An “override” control strategy involves a selection between two or more controller output signals, where only one controller at a time gets the opportunity to exert control over a process. All other “de-selected” controllers are thus overridden by the selected controller.
The general concept of override control is easily understood by appeal to a human example. Cargo truck drivers must monitor and make control decisions on a wide number of variables, including diesel engine operating parameters and road rules.
A truck driver needs to keep a close watch on the exhaust gas temperature of the truck engine: a leading indicator of impending engine damage (if exhaust temperature exceeds a pre-determined limit established by the engine manufacturer).
The same truck driver must also drive as fast as the law will allow on any given road in order to minimize shipping time and thereby maximize the amount of cargo transported over long periods of time. These two goals may become mutually exclusive when hauling heavy cargo loads up steep inclines, such as when ascending a mountain pass.
The goal of avoiding engine damage necessarily overrides the goal of maintaining legal road speed in such conditions. Imagine a diesel truck driver maintaining the legal speed limit on a highway, occasionally glancing at the EGT (Exhaust Gas Temperature) indicator in the instrument panel. Under normal operating conditions, the EGT should be well below the danger threshold for the engine.

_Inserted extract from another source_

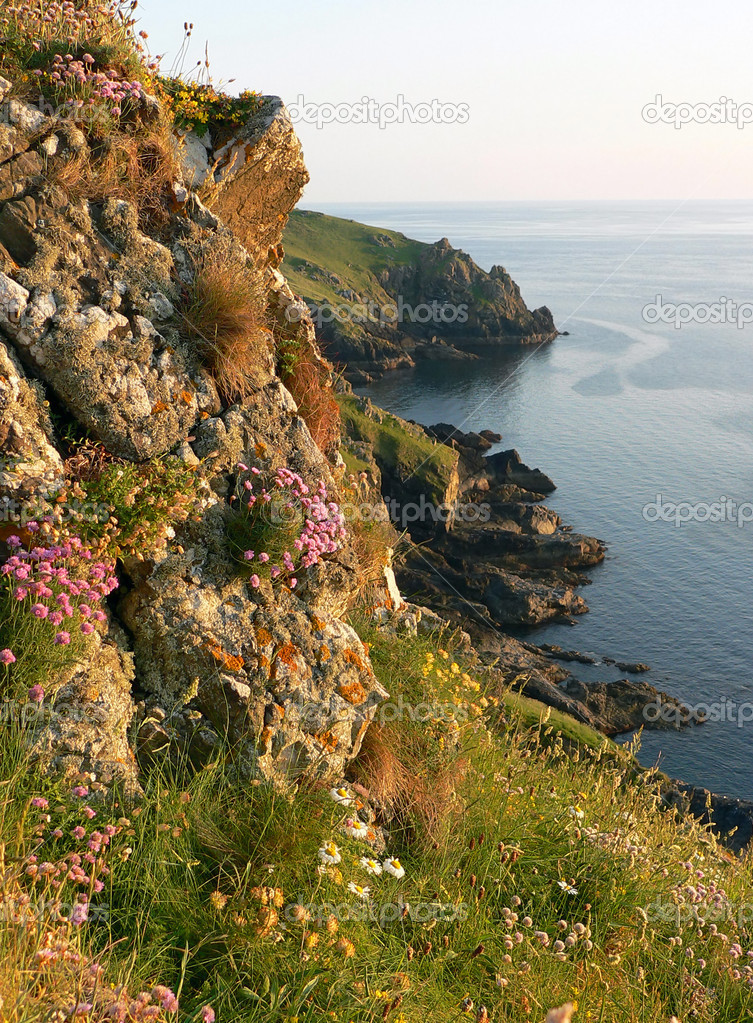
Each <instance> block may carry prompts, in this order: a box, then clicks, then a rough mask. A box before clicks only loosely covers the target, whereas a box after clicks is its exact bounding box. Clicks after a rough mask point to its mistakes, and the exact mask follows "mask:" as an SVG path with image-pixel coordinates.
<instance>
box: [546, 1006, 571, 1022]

However, after pulling a full load up a mountain pass and noticing the EGT approach the high operating limit, the truck driver makes the decision to regulate the engine’s power based on EGT rather than road speed.
In other words, the legal speed limit is no longer the “setpoint” to control to, and EGT now is. If we were to model the truck driver’s decision-making processes in industrial instrumentation terms, it would look something like this:
Which ever control decision calls for the least engine power output, “wins the vote” to control
the engine’s power.
As is the case with limit and selector control strategies, a “select” function is used to choose one signal from multiple signals. The diﬀerence here is that the signals being selected are both controller outputs rather than transmitter (measurement) or setpoint signals. Both controllers are still active, but only one at a time will have any actual control over the process.
This model maps well to the truck driver analogy. Despite having “overridden” the goal of maintaining legal road speed in favor of maintaining a safe engine exhaust temperature, the driver is still thinking about road speed. In fact, if the driver happens to be behind schedule, you can be absolutely sure the goal of maintaining the highway speed limit has not been forgotten! In fact, the driver may become impatient as the long incline wears on, eager to make up lost time as soon as the opportunity allows.
This is a potential problem for all override control systems: making sure the de-selected controller does not “wind up” (with integral action still active) while it has no control over the process.